Named HydroFlows and OysterFlows, these two web apps are part of TNC’s Louisiana Freshwater Assessment project and feature results from a statewide water flow model that was done by The Conservancy and RTI International.
“It’s incredible that a state so closely tied to the water does not yet fully understand how that water works together,” said Keith Ouchley, director of The Nature Conservancy in Louisiana. “Understanding how water flows in our state is vital to planning our water future. We built HydroFlows and the modeling behind it so that Louisiana has the tools it needs to understand how water flows not only now but into the future. You can open the app and investigate important flow statistics down to very small scales in Louisiana. Or you can investigate flows at larger scales.”
These new apps are important not only to Louisianans living away from the coast, but those who have any connection to the water and are the newest addition to the Louisiana Freshwater Assessment project that was released to the public last year.
“If you like oysters, then you need to pay attention to decisions made far upstream. OysterFlows was built to help us do that by allowing you to see how decisions that affect the amount of water flowing down rivers affect oyster reefs at the coast. We chose the Sabine and Calcasieu Rivers as our pilot for the web app.t. Because decisions made over 100 miles upstream can impact oysters on the coast, we need to be thinking far past the coast so that we can make the choices that will provide for our fisheries and fishing industries into the future” Ouchley said.
To develop these applications, RTI applied the Watershed Flow and Allocation model (WaterFALL®) to develop a 30-year daily time-step scenarios of streamflow across the catchments of the enhanced National Hydrography Dataset (NHDPlus) stream network within Louisiana.
WaterFALL is a rainfall-runoff model that simulates surface runoff and baseflow stream contributions on a daily basis using land use, soils, and climate characterizations at the NHDPlus scale. It was developed at RTI using internal funding and is now used as a project tool throughout the eastern U.S.
“WaterFALL was developed out of a desire to provide a high-resolution watershed model that was not overburdened by data requirements or model parameters yet still simulated all major components of the hydrologic cycle,” said Michele Eddy, environmental engineer at RTI International and the project’s principal investigator. “Through multiple applications across the eastern U.S., including the entire state of Louisiana conducted for this project, WaterFALL has been shown to simulate streamflows as accurately as other more data and labor intensive models that function at larger scales. With WaterFALL we provide daily streamflows for every stream segment within a catchment allowing for a local scale look at the impacts of land use, climate, and water use changes on the immediate stretch of river and all downstream reaches.”

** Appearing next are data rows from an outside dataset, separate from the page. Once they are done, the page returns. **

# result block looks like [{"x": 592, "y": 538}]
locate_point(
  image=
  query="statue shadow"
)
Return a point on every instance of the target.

“Partnering with the environmental information systems staff and statisticians at RTI, we were able to design and implement the HydroFlows and OysterFlows apps within TNC’s existing web framework to provide a means for interpreting the WaterFALL data within a management context. These apps provide an example of the diverse capabilities within RTI that allow us to address both the environmental and information technology needs of a client and their stakeholders.”

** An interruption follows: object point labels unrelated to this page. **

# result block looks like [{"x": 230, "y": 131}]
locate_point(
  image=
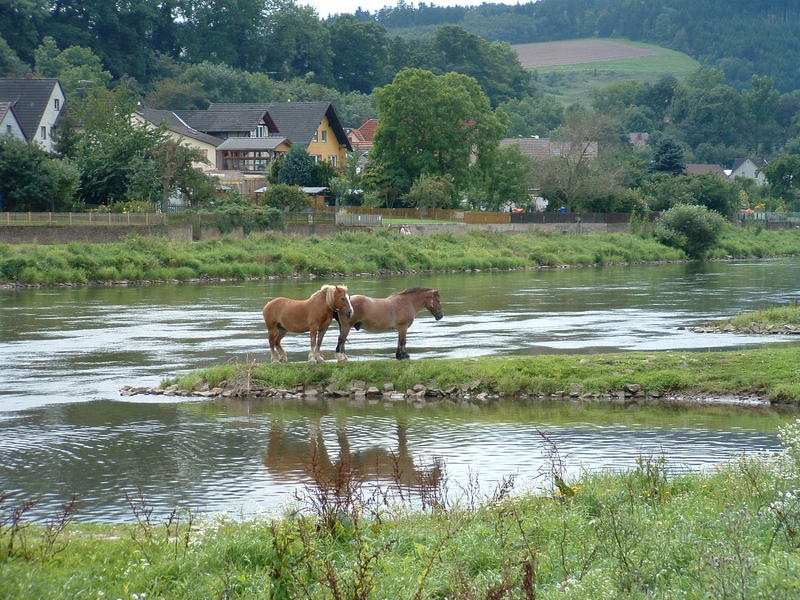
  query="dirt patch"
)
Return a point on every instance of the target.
[{"x": 574, "y": 52}]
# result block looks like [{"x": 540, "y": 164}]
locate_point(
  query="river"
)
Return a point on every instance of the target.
[{"x": 65, "y": 429}]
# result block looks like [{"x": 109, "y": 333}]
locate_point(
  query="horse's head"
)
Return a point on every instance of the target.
[
  {"x": 340, "y": 301},
  {"x": 433, "y": 304}
]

Developed in partnership with the Baton Rouge Area Foundation, the Walton Family Foundation, and the Anne Ray Charitable Trust, these tools are freely available for use by anyone and reside in the Freshwater Network.
“We wanted to make something that anyone can use. But the capabilities go much beyond that,” Ouchley said. “We can also help folks put this model to work on custom questions and applications, such as investigating proposed water transfers, how the placement of specific structures can alter water flows, and looking at alternatives for a facility based on potential water quality and quantity impacts.”